I’m a postgraduate student at CSE, the Hong Kong University of Science and Technology, supervised by Prof. Tong Zhang. I received my master’s and bachelor’s degrees from the Department of Automation at Tsinghua University. I am furtunate to work closely with Prof. Chongjie Zhang (Washington University in St. Louis), Dr. Lei Han (Tencent AI Lab), and Prof. Meng Fang (University of Liverpool). My research interests lie in deep reinforcement learning (RL), especially goal-conditioned RL, offline RL, model-based RL, and the application of RL algorithms to Large Language Models (LLMs), and game AI.

Currently, I am actively researching ways to improve the robustness and generalization abilities of deep reinforcement learning, while also trying to enhance the trustworthiness of LLMs. Feel free to contact me by email if you are interested in discussing or collaborating with me.

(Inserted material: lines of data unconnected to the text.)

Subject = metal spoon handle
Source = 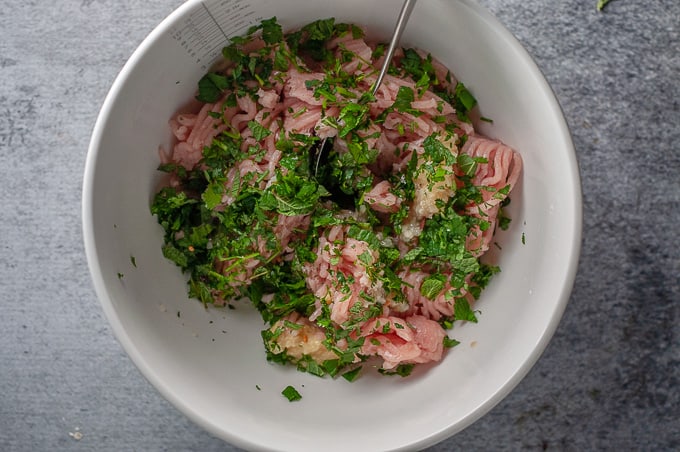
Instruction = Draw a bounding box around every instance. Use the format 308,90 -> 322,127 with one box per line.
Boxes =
373,0 -> 416,95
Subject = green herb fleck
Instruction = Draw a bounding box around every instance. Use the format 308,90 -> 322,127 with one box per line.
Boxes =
281,386 -> 302,402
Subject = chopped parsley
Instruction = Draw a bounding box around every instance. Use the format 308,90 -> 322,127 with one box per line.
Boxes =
151,18 -> 524,384
281,386 -> 302,402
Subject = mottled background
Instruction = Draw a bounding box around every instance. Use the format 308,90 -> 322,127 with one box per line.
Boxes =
0,0 -> 680,451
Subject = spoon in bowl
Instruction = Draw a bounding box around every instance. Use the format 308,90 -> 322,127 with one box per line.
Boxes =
309,0 -> 416,179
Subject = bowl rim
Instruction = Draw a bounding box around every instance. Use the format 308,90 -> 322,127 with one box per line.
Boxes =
81,0 -> 583,450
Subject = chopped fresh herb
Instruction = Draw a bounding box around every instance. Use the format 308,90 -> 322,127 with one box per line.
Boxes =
281,386 -> 302,402
444,336 -> 460,348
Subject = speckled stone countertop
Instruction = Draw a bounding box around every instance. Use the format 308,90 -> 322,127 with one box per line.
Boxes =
0,0 -> 680,451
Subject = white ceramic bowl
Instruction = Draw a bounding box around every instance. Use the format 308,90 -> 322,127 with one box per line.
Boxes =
83,0 -> 581,451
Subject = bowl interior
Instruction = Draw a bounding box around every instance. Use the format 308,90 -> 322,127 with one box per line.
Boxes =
83,0 -> 581,451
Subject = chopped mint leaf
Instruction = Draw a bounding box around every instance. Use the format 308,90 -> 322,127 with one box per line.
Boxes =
281,386 -> 302,402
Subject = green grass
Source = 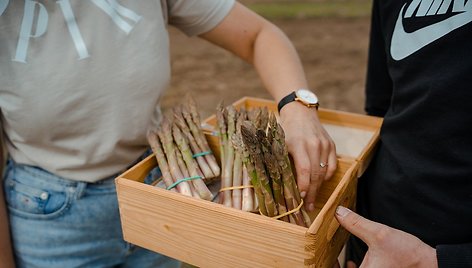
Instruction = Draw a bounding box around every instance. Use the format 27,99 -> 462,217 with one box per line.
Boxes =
247,1 -> 372,19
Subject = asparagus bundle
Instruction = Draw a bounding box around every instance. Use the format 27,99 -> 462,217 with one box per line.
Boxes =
147,96 -> 220,200
241,110 -> 311,227
216,103 -> 255,211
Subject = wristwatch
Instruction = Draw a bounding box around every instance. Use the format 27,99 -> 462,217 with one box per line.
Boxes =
277,88 -> 319,113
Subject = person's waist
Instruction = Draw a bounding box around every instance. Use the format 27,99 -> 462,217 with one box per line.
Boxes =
7,149 -> 152,186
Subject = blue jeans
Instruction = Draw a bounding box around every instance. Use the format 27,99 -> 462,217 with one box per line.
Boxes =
2,160 -> 180,268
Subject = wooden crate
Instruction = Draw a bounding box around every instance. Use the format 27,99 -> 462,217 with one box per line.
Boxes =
116,98 -> 380,268
203,97 -> 382,176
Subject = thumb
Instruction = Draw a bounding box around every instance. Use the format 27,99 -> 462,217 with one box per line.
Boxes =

  • 🎉 (2024.5) Rewards-in-Context (RiC) is accepted by ICML 2024! Thanks to my co-authors!
  • 🎉 (2024.5) GOPlan is accepted by Transactions on Machine Learning Research (TMLR)!
  • 🎉 (2024.1) Robust IQL is accepted by ICLR 2024 as a spotlight paper!

  • 2022.09 - now, postgraduat student, Department of Computer Science and Engineering, the Hong Kong University of Science and Technology.
  • 2019.09 - 2022.07, Master, Department of Automation, Tsinghua University.
  • 2015.09 - 2019.07, Bachelor, Department of Automation, Tsinghua University.


  • Internship at Tencent AI Lab

  • Internship at Meituan Financial Service Group


Conference Reviewer: ICML (2022,2024), ICLR (2024), NeurIPS (2022,2023 $\color{red}{\text{Top Reviewer}}$), ICRA (2023), AAMAS(2024).

Journal Reviewer: IEEE Robotics and Automation Letters (RA-L), IEEE Transactions on Artificial Intelligence (TAI), Machine Learning.


During my leisure time, I like sports such as running, table tennis and swimming. I used to be an amateur long-distance runner at Tsinghua University. I finished a half marathon (21.0975 km) in 1h30min and a marathon (42.195 km) in 3h36min.